I want to point out that in addition to what you call the "greedy process," there's another obvious attempt, which could be called the "stingy process."
Let a target $\mu$ be given. There's basically one rule, namely don't squander unused space unless absolutely forced to. More formally, if I have already chosen points $0\le x_1, \ldots , x_N\le a$, then these define $N$ intervals $I_j$. I must now place the next point such that the minimum distance is $\ge\mu/(N+1)$ (I will keep the whole sequence $\ge\mu$, not just the $\liminf$). If I have an interval of length at least twice this distance, then I put my point inside such an interval (let's say inside the smallest one that works, though that might not be optimal). If not, then I grudgingly add an interval of that length to the right end of the current configuration.
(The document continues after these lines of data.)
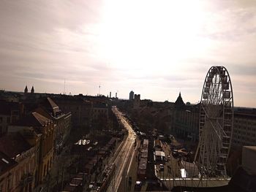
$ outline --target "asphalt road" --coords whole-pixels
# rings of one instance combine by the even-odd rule
[[[121,183],[121,180],[123,177],[127,175],[128,169],[131,166],[132,155],[135,154],[134,143],[136,139],[135,131],[123,114],[116,107],[113,107],[112,110],[119,118],[121,123],[127,130],[128,136],[120,145],[113,158],[112,162],[116,164],[116,172],[107,191],[117,191],[121,185],[125,185],[125,183]],[[123,187],[126,188],[126,186]]]

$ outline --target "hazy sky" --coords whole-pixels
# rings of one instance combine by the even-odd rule
[[[256,107],[256,1],[0,1],[0,89],[195,103],[213,65]]]

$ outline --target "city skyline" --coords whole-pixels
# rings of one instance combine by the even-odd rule
[[[256,107],[254,1],[3,1],[0,89],[184,102],[222,65],[234,105]]]

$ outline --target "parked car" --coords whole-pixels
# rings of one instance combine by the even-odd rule
[[[159,171],[163,171],[165,169],[165,166],[163,164],[159,164]]]
[[[142,186],[142,182],[141,181],[136,181],[135,185],[135,191],[140,191]]]

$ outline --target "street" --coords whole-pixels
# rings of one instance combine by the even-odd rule
[[[112,162],[116,164],[116,173],[109,185],[107,191],[117,191],[121,185],[124,185],[126,188],[125,183],[121,183],[123,177],[127,177],[127,169],[131,166],[131,161],[135,154],[134,143],[136,139],[136,134],[132,130],[131,126],[127,121],[121,112],[116,107],[113,107],[113,111],[117,115],[124,127],[127,130],[127,137],[120,145],[118,149],[113,157]]]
This gives me intervals that get subdivided, and every once in a while a new interval gets added at the current right endpoint. The whole procedure will be a success if the limit of these right endpoints is $\le 1$.
I fooled around some with this for $\mu=1/2$. The first few points are $$ 0, 1/4, 1/4+1/6, 1/8, 1/4+1/6+1/10, 1/4+1/12, \ldots $$ It seems that $\lim a_N \simeq 0.7$ (though I wouldn't be surprised either if that's wrong). This means that we can afford a bigger $\mu$ than $1/2$, which is not exciting since we already know that we can do better than that.
But one can now check how far one can go with this. It should be easy (for someone more computer savvy) to get a good numerical estimate.